Like a police patrol the little party roceeded up the pebbled shore where the twain were deposited along with their many goods by the patient soldiery.
"Very good, you fellows. Now, follow me, and boldly, now!"
"Eggskusink me meine Captain, beggink to report."
"Egad, you can speak! Yes, fusilieer? (and let not this sudden affability between me the master and you the man be taken as indicative of anything more than what it is) What is it? Speak up!"
"Ja, vell, meine Captain, vehn I vas in der service of the Erbprinz of Hesse-Hotpantz, ve vere inztrukted to make not der noise and to the creeping being."
"What? Theo, I can never understand the patois these chaps in the foreign regiments speak. Can you make anything of it?"
"Voleur, I think he is of the opinion that caution may be called for."
"Opinion? Ha! Bah! I have never heard such nonsense. They'll be wanting a representative assembly next. No - now see here fellow, Manstein, or whatever you call yourself, I have the blue blood, the utterly in-bred ability to lead men in
battle, not just this picnic - now, boldly, on!"
So boldly they went on, stepping boldly out at a regulation 75 paces per minute as measured on the watch given him by Theophraste's mother. The silence was broken only by their noisy passage through the woods and Voleur's insistence on dressing the ranks at regular intervals. Every now and then a twig would crack with a loud report; violently disturbed woosdcocks would clatter into the air; a bayonet would impact with a branch with a musical "blink".
In the end though, it was all worth it, for at leangth they found themselves in a very large clearing and facing what was without a doubt a ruined Roman villa. If it was not, well, who was there to gainsay them, anyway?

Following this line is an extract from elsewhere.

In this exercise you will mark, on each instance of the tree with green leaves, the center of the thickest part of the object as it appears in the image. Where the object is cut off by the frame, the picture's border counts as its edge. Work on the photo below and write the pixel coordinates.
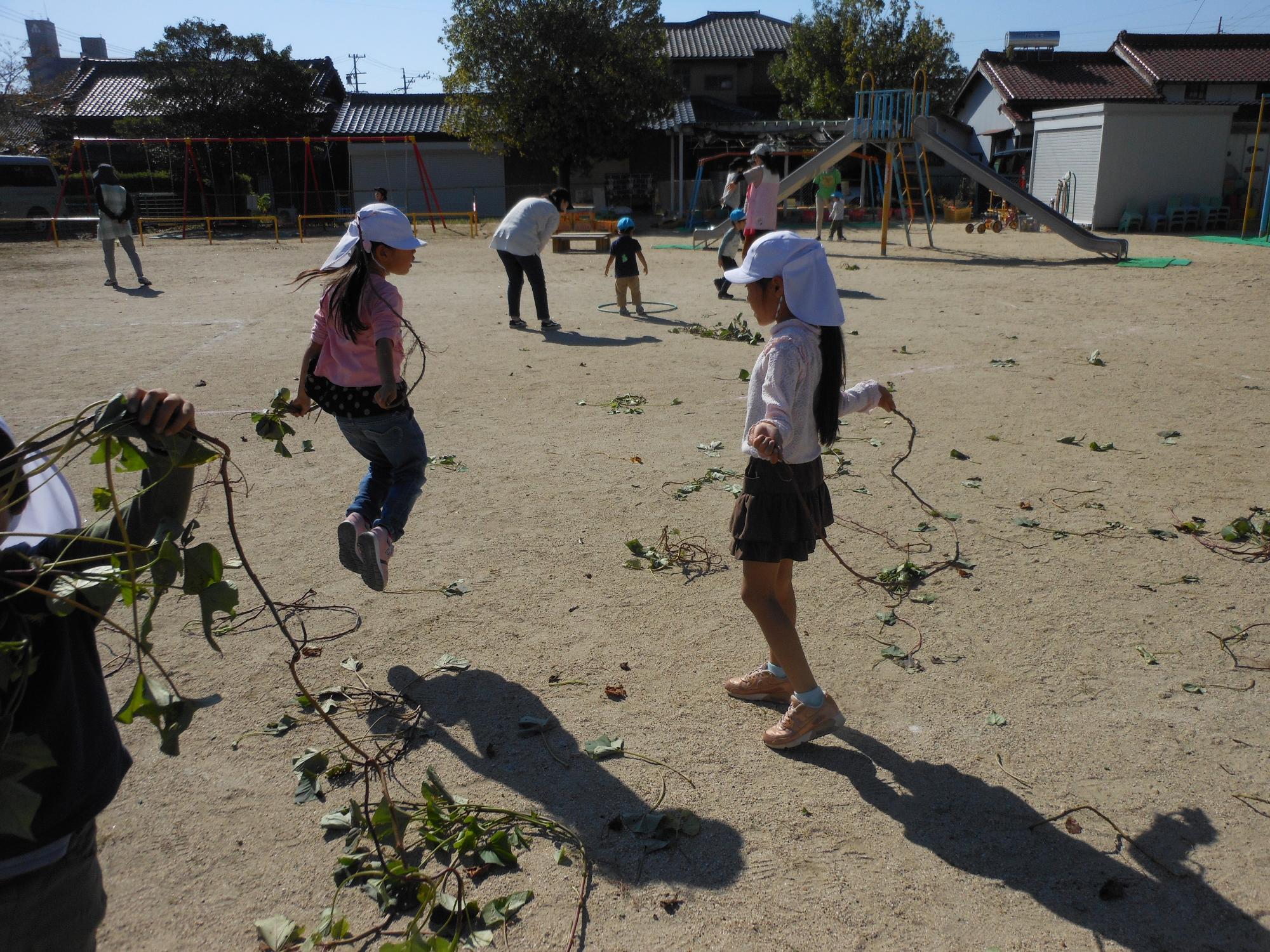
(565, 82)
(208, 82)
(832, 48)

Although the insects bit and the sun scorched, Voleur and Theophraste were content to make amateur poetry and to sketch the tumbled masonry.
Manstein gathered an armful of fallen branches and soon had a merry blaze burning on the tiles remaining on the floor.
A branch snapped.
Theo looked around in some anxiety. "What was that?"

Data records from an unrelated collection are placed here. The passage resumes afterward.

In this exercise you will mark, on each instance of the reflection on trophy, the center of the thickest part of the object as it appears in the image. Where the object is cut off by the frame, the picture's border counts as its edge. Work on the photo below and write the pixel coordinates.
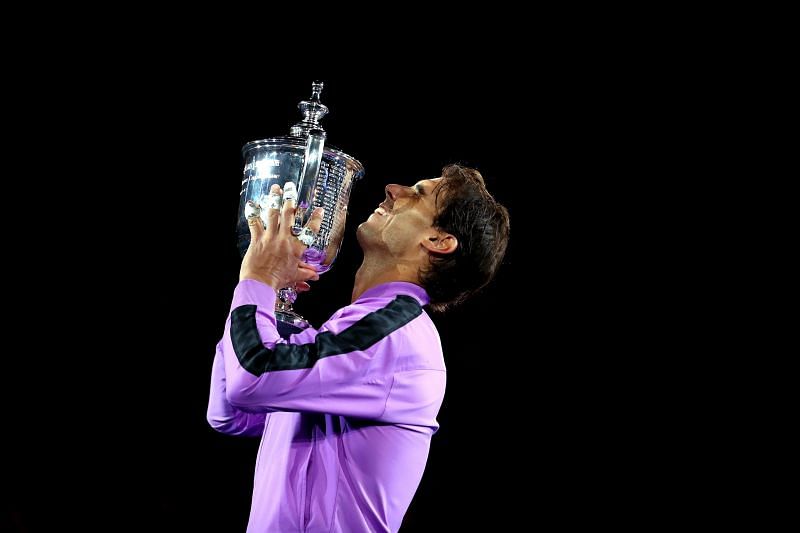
(322, 176)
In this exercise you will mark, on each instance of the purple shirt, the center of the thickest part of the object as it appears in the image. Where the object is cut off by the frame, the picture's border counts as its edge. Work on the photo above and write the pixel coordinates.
(345, 413)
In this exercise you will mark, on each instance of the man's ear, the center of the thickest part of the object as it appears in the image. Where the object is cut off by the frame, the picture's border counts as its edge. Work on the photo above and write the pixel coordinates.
(440, 243)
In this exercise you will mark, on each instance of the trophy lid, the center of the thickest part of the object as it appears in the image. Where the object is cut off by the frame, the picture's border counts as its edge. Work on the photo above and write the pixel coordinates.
(312, 110)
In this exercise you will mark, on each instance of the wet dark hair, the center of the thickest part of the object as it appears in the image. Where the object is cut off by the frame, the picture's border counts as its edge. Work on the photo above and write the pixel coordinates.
(466, 210)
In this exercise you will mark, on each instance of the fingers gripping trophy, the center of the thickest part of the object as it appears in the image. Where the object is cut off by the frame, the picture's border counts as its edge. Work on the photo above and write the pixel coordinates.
(299, 168)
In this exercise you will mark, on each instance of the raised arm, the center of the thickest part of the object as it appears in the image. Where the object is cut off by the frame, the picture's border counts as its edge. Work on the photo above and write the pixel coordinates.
(345, 368)
(221, 415)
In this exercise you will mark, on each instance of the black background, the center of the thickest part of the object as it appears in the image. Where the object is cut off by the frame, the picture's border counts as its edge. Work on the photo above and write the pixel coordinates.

"Oh, just one of the lads. Probably gathering more firewood. It's for the best - I'm thinking of spending quite a while here. You know, I could do with a cup of good English tea, too." He was trying to render the stones of the wall. His charcoal was not co-operating.

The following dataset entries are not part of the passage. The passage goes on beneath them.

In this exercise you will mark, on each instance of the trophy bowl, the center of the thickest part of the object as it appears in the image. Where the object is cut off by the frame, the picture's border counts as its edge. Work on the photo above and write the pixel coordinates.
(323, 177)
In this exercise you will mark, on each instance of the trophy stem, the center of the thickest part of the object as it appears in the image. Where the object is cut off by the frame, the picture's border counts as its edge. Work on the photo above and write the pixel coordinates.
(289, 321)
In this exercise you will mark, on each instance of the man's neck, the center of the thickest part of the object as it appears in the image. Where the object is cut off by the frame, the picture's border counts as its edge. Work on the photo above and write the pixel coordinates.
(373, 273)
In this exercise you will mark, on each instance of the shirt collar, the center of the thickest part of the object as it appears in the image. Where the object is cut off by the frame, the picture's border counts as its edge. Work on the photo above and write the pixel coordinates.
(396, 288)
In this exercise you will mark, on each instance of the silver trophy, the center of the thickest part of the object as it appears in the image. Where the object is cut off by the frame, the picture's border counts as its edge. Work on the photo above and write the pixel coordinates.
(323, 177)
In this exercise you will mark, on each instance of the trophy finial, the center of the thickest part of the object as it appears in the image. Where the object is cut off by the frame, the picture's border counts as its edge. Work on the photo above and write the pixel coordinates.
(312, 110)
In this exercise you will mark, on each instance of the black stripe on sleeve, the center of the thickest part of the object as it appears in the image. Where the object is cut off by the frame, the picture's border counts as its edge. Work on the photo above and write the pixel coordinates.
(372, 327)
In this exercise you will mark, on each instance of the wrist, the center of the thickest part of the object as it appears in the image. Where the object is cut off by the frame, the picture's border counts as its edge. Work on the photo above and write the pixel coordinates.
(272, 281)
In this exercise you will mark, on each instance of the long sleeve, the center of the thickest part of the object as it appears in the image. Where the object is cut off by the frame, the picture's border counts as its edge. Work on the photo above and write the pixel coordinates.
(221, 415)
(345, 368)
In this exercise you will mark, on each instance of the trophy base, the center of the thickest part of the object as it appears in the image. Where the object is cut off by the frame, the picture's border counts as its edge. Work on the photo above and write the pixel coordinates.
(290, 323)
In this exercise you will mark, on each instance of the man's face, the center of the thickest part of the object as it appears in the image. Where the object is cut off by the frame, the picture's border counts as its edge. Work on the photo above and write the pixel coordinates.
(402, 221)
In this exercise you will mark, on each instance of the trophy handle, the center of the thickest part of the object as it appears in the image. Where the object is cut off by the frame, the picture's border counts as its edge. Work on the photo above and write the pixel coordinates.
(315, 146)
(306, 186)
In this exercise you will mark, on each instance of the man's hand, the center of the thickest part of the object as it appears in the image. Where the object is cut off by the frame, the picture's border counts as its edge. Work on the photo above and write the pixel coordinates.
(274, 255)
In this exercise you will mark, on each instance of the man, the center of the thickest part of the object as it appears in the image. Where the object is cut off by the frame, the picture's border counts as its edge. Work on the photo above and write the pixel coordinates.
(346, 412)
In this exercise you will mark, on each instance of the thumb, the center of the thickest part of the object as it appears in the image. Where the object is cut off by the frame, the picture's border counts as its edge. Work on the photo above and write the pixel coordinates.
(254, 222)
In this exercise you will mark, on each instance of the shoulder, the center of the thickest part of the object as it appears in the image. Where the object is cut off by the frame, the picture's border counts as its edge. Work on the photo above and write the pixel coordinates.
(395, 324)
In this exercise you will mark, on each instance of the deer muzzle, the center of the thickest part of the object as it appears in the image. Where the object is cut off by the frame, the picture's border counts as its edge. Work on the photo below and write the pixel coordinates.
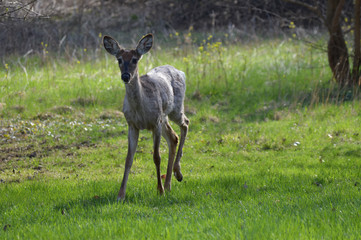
(126, 77)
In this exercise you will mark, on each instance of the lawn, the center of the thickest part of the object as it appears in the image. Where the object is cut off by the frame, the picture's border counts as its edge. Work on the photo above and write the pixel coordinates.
(273, 150)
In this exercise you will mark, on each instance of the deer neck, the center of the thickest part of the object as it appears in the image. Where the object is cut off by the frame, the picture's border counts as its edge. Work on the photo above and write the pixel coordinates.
(134, 91)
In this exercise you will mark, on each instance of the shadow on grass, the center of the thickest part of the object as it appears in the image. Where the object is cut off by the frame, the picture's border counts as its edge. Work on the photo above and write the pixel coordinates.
(195, 193)
(266, 104)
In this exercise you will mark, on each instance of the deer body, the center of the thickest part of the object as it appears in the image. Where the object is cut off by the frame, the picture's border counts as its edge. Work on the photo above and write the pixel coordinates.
(149, 101)
(154, 96)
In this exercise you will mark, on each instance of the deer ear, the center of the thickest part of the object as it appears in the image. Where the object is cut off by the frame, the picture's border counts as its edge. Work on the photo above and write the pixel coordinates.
(145, 44)
(111, 45)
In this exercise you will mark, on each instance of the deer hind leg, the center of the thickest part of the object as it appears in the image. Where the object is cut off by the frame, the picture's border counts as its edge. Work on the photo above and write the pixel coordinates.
(156, 156)
(184, 123)
(133, 135)
(172, 141)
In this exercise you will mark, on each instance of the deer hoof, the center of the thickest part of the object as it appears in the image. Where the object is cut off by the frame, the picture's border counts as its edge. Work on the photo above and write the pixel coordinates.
(178, 176)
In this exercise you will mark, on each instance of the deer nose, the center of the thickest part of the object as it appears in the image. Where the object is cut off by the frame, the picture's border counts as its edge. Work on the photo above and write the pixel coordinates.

Theo stood up and cracked his back. Equally abruptly he squatted down again.
Voleur asked in amazement:"Whatever are you doing? You've gone bright red. And you're hissing!"
"That was a Vulgarian fusilieer!"
Abruptly Manstein appeared - he was covered in field signs and had apparently fallen over in a puddle - his face was covered in streaks of mud. Theo was impressed with how well he blended into the background. "Meine Captain, you vahnt I should be making with the head-crackink?"